Doch die Quote stimmte. Mit fast drei Millionen Zuschauern entpuppte sich die Sendung als Erfolg. Für die Verantwortlichen des Kölner Senders stand früh fest: Eine Fortsetzung sollte folgen. Am Mittwochabend war es nun so weit.

Pizzabrot für das letzte Abendmahl

Wer gehofft hatte, RTL hätte zumindest ein bisschen aus der Kritik gelernt, sollte bitter enttäuscht werden. Der Sender beging mit dem Live-Event, das dieses Mal in der Innenstadt von Kassel stattfand, die gleichen Fehler wie schon vor zwei Jahren: Die Darstellung war zu grotesk, die Musik passte nicht zum Thema und wesentliche Inhalte der Passionsgeschichte kamen zu kurz. Oberstes Ziel war offenbar auch in diesem Jahr: Hauptsache, die Quote stimmt.
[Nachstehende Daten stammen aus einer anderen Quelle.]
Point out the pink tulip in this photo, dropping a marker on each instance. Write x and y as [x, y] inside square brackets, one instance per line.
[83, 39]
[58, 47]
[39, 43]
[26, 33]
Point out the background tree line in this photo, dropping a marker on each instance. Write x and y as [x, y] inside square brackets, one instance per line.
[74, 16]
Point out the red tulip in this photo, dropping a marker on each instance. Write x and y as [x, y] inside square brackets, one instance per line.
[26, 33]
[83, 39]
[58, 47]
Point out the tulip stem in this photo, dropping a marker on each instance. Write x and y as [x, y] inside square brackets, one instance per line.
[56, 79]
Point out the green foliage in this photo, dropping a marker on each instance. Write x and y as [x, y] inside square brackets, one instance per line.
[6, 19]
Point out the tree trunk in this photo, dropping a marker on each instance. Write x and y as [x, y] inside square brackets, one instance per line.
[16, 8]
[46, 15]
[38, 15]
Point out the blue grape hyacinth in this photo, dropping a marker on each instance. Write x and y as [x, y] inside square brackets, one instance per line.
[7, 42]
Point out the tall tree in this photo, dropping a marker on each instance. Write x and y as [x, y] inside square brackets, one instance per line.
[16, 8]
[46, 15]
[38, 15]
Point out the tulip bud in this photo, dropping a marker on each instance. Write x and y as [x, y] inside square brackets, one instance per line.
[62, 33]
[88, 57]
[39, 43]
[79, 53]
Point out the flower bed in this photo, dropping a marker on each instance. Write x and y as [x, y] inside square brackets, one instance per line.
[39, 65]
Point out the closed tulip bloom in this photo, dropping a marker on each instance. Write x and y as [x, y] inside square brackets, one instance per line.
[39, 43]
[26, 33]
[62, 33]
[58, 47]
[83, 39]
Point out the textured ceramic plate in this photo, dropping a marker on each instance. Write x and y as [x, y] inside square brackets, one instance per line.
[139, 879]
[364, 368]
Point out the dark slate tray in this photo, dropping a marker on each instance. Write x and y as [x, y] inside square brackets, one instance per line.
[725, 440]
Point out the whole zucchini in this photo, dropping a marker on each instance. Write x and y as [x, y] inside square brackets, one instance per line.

Ohne Frage, die Idee hinter dem RTL-Event „Die Passion“ ist aller Ehren wert: Mit einer modernen Inszenierung wollte der Sender die biblische Geschichte einem breiten Publikum näherbringen. Doch wie schon 2022 kam auch diesmal die Show viel zu überspitzt daher. Alles musste krampfhaft zeitgemäß sein. So fuhren die Jünger, die unter anderem von Joey Heindle, Stefanie Hertel und Mola Adebisi gespielt wurden, mit dem E-Scooter zum Pessachfest. Ben Blümel holte als Jesus das Brot für das letzte Abendmahl aus einer örtlichen Pizzeria. Petrus, von Timur Ülker gespielt, war gerade im Dönerladen, als er von Jesus’ Verhaftung erfuhr.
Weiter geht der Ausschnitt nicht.